Stress Concentration Factors of Concrete-Filled Double-Skin Tubular K-Joints

Abstract

Tubular joints are important connecting parts of a welded steel tube structure. The S-N curves based on the hot spot stress (HSS) method are often used to evaluate the fatigue life of tubular joints in practical engineering. The stress concentration factor (SCF) is a key parameter to calculate HSS. In this paper, stress concentration tests of hollow-section and concrete-filled double-skin tubular (CFDST) K-joints were carried out, respectively, and then finite element models of K-joints considering the weld were established. The developed models were validated with the experimental results. The influence of key geometrical parameters, such as the diameter ratio of brace to chord β, the diameter to thickness ratio of chord γ, the wall thickness ratio of brace to chord τ, brace angle θ, and hollow section ratio ζ on the distribution and key position of SCFs along the weld toe, was discussed. Parametric studies were conducted to obtain the calculating equations for the SCF values of CFDST K-joints. The results demonstrate that infill concrete can effectively reduce SCFs along the weld on the chord.
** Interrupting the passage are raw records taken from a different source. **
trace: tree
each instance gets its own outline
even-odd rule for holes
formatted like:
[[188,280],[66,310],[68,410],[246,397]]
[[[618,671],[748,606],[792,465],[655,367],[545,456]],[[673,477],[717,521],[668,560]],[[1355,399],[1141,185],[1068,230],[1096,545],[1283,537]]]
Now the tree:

When the hollow section ratio was reduced to 0.317, the SCF was reduced by 77.2%. Notably, the SCF reduction rate was sensitive to γ and θ, with a decrease observed as γ increased. The hollow section ratio ζ had a less pronounced effect on SCF distribution patterns, but as ζ decreased, the chord’s stiffness improved, suggesting a potential approach to enhance joint performance. The distribution of SCFs is similar for joints of the same type but different geometric configurations. The innovatively integrated hollow section ratio in the CFDST design equation significantly simplifies and enhances the precision of SCF calculations for CFDST K-joints.